The Gallipolian - Spring 2012 Edition now published
The Gallipolian, the journal of the Gallipoli Association, is published three times a year in March, August and December.
ITEMS IN THE SPRING 2012 ISSUE OF ‘THE GALLIPOLIAN’
The Spring 2012 issue of The Gallipolian (No. 128) has now been published. It contains details of the Anzac/Gallipoli Day commemorations in London and elsewhere in the UK; ticketing arrangements for the commemorations at The Cenotaph and in Westminster Abbey; and booking forms for the Association’s Gallipoli Day Lunch, the East Anglian Regional Lunch and for the Major General’s Review (the final rehearsal for the Queen’s Birthday Parade). There will also be reports on the Association’s attendance, last November, at the ‘Field of Remembrance’ and – for the first time - at the Remembrance Day Parade.
Among the other items that may be of interest to readers are reports on the dedication of a ‘Blue Plaque’ in Grantham, which was the birthplace of Walter Parker VC; the gift of a vessel (The Nautilus), which served at Gallipoli, to the Voyager Maritime Museum in Auckland; the new Anzac Commemorative Centre in Albany; and an item dealing with ‘Motor Cycle Despatch Riders at Mudros and Gallipoli’.

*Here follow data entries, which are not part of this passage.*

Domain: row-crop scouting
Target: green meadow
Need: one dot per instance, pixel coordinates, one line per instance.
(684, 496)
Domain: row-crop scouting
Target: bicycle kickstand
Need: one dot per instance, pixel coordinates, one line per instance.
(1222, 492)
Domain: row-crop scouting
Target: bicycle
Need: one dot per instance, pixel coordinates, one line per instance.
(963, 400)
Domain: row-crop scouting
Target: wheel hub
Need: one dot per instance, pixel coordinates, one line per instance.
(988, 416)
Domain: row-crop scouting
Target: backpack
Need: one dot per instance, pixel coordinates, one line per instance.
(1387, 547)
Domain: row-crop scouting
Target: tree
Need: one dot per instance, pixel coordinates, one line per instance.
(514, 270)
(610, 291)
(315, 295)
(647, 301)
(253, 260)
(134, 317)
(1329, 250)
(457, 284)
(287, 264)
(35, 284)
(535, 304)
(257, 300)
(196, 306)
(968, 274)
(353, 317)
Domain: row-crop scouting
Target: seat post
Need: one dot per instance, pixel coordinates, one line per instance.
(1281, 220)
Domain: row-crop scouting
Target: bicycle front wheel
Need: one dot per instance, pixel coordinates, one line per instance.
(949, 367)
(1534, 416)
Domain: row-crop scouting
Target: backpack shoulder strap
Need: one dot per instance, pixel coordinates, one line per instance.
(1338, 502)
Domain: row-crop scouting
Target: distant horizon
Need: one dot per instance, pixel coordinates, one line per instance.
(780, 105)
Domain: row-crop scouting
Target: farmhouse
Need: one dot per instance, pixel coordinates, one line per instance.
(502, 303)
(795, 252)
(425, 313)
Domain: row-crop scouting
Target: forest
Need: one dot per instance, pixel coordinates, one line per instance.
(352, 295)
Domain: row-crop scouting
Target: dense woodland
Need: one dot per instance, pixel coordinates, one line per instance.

More substantive articles include ‘Australia’s Bad Characters on Gallipoli’ by the author and historian, Dr Peter Stanley whose book, Bad Characters: Sex, Crime, Mutiny, Murder and the Australian Imperial Force,
was awarded the Prime Minister’s Prize for Australian History in 2011. There are also two accounts by veterans – the first describing the landing of the 1st Bn. Border Regiment at ‘X’ Beach, and the second by a member of a machine gun section during the Battle of 4 June. Also featured is the moving story and letters of Pte. Henry Wright who served with the 14th Bn. Australian Infantry. The journal also continues the occasional series on war memorials with one outlining the history of the Norfolk Island War Memorial, which is situated in the South Pacific Ocean some 900 miles east of Brisbane – perhaps one of the most remote memorials.